With more than 20 inches of rain in southwest Louisiana since last week, early estimates are that flooding has destroyed $14 million worth of the state’s rice crop. That estimate remains “fully speculative,” however, as the full scope of damage will not become clear until the water recedes. Louisiana Agriculture Commissioner Mike Strain says “once the water recedes we’ll begin doing analysis” along with federal officials. The U.S. Rice Federation says about 80 percent of the southwest Louisiana crop had been harvested before the flooding, but of the 20 percent still in the field, 20 percent of that would likely be lost due to the flooding. None of the rice mills in the state have reported flood-related disruption.
From the National Association of Farm Broadcasting news service.
From: USA Rice
More than 20 inches of rain have fallen in southwest Louisiana since last week, and with more on the way, the full scope of damage due to historic flooding in the area won’t become clear until the water recedes.
“We’re still in the stabilization and rescue mode now,” said Louisiana Agriculture Commissioner Mike Strain. “Once the water recedes we’ll begin doing analysis. The feds will join us with teams on the ground doing assessments.”
As of noon today, the following parishes are included on the Federal Emergency Management Agency (FEMA) Louisiana disaster declaration: Acadia, Ascension, East Baton Rouge, East Feliciana, Iberia, Lafayette, Livingston, Pointe Coupee, St. Helena, St. Landry, Tangipahoa, and Vermilion. Twenty-nine parishes have requested disaster declarations.
“Estimating the value of damage to the rice crop in southwest Louisiana will not be easy since, at this point, everything seems to be constantly changing,” said Dustin Harrell, Research Agronomist & Extension Rice Specialist at Louisiana State University.

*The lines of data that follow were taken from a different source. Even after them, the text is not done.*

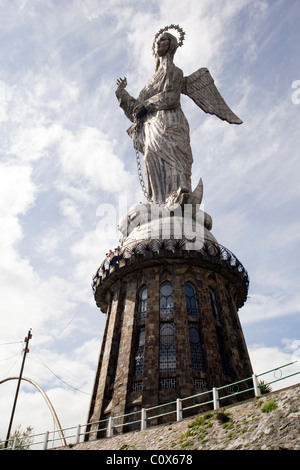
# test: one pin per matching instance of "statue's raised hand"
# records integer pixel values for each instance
(122, 83)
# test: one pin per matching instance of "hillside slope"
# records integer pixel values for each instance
(271, 422)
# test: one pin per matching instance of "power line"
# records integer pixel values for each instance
(59, 378)
(26, 350)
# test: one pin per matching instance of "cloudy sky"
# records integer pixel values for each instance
(66, 160)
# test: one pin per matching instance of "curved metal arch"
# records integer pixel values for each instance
(48, 402)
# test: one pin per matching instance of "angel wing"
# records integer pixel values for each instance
(200, 87)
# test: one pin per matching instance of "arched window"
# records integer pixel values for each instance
(166, 300)
(213, 303)
(142, 303)
(167, 353)
(138, 366)
(190, 300)
(197, 356)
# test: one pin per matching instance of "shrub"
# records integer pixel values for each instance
(269, 406)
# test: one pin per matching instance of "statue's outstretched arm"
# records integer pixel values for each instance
(126, 102)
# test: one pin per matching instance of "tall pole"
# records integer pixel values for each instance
(26, 350)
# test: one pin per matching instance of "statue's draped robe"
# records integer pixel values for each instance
(162, 135)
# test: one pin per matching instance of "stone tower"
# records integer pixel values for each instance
(171, 294)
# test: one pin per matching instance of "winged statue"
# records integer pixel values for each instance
(160, 130)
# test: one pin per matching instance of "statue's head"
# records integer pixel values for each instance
(166, 44)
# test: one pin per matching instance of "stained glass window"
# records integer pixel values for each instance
(138, 368)
(166, 300)
(142, 303)
(213, 303)
(167, 352)
(190, 300)
(196, 346)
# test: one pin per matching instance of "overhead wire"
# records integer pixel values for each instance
(59, 378)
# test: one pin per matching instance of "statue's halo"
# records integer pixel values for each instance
(166, 28)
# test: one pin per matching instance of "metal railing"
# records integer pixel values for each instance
(142, 418)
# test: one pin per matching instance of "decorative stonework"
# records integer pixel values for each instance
(172, 292)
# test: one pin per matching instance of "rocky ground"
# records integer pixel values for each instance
(271, 422)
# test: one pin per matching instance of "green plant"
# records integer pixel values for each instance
(264, 388)
(269, 406)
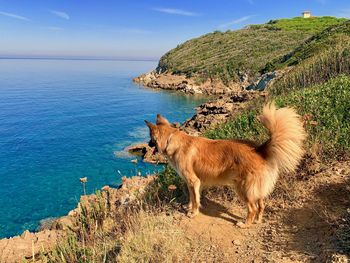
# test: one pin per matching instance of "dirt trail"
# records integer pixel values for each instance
(311, 224)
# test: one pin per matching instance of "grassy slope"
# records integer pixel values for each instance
(322, 57)
(222, 55)
(326, 109)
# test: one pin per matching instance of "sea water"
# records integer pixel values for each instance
(61, 120)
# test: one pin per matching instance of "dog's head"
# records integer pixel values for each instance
(159, 133)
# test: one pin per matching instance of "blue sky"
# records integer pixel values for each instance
(134, 29)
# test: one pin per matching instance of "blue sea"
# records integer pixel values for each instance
(61, 120)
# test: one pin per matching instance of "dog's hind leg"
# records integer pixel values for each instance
(195, 184)
(252, 210)
(190, 196)
(261, 210)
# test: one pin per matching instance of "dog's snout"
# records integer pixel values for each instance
(151, 143)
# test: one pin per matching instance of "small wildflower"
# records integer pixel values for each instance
(105, 188)
(83, 180)
(172, 187)
(308, 116)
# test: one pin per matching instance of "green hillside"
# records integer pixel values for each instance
(224, 54)
(322, 57)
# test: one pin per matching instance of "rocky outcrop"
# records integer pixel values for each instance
(147, 153)
(167, 81)
(28, 245)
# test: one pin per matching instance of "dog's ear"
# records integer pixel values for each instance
(161, 120)
(150, 125)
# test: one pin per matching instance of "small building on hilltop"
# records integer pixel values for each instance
(306, 14)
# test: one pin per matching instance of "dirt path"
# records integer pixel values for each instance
(308, 222)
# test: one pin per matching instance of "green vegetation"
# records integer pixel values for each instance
(229, 54)
(326, 109)
(337, 35)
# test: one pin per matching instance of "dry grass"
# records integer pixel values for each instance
(153, 238)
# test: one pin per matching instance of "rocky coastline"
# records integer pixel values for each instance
(229, 102)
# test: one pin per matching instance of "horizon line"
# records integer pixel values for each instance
(78, 58)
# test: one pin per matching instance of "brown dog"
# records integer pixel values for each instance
(252, 170)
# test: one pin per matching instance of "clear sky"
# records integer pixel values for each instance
(134, 29)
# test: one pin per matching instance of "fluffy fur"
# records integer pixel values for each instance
(252, 169)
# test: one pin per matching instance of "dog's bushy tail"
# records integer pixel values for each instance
(283, 150)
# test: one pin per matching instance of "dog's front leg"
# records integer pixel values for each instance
(190, 196)
(194, 189)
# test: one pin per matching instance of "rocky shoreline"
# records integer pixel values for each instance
(181, 83)
(229, 101)
(29, 245)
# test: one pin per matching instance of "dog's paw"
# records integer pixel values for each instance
(187, 207)
(258, 221)
(192, 214)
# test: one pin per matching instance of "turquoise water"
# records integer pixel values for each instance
(61, 120)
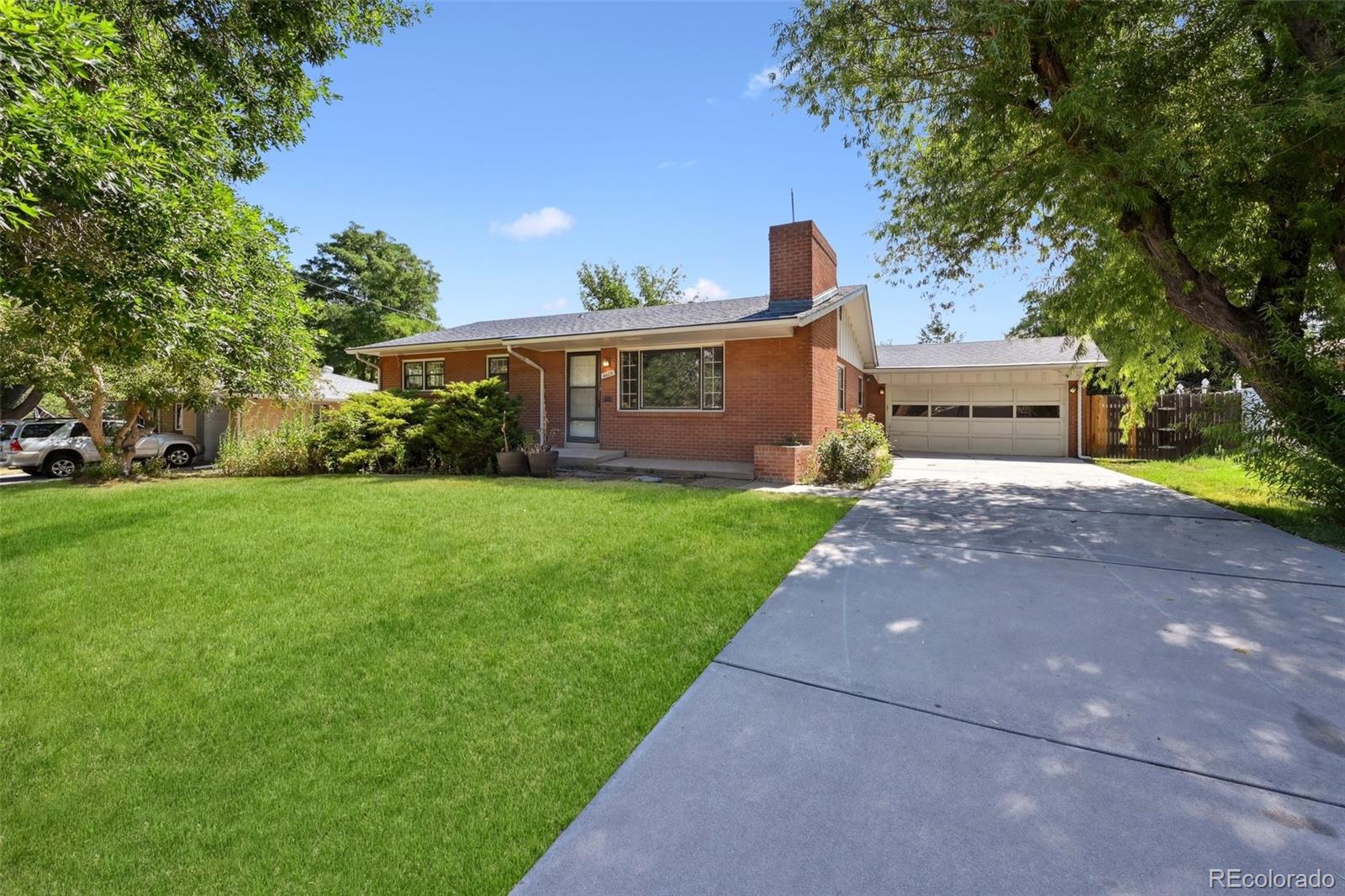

After talking with extension agents in every affected parish, and using an average yield value of 7,100 lb/acre and an average rice price of $11 per cwt, Harrell came up with what he called “a highly speculative estimate” of approximately $14.3 million in losses for the southwest Louisiana rice crop. This estimate does not include potential ratoon rice losses.
Rice farmers throughout the affected areas report varying degrees of damage. Kevin Berken, from Lake Arthur, is pumping water off his rice and remains optimistic that his crop will be saved, although he thinks his second crop is “toast or teal [duck] food.”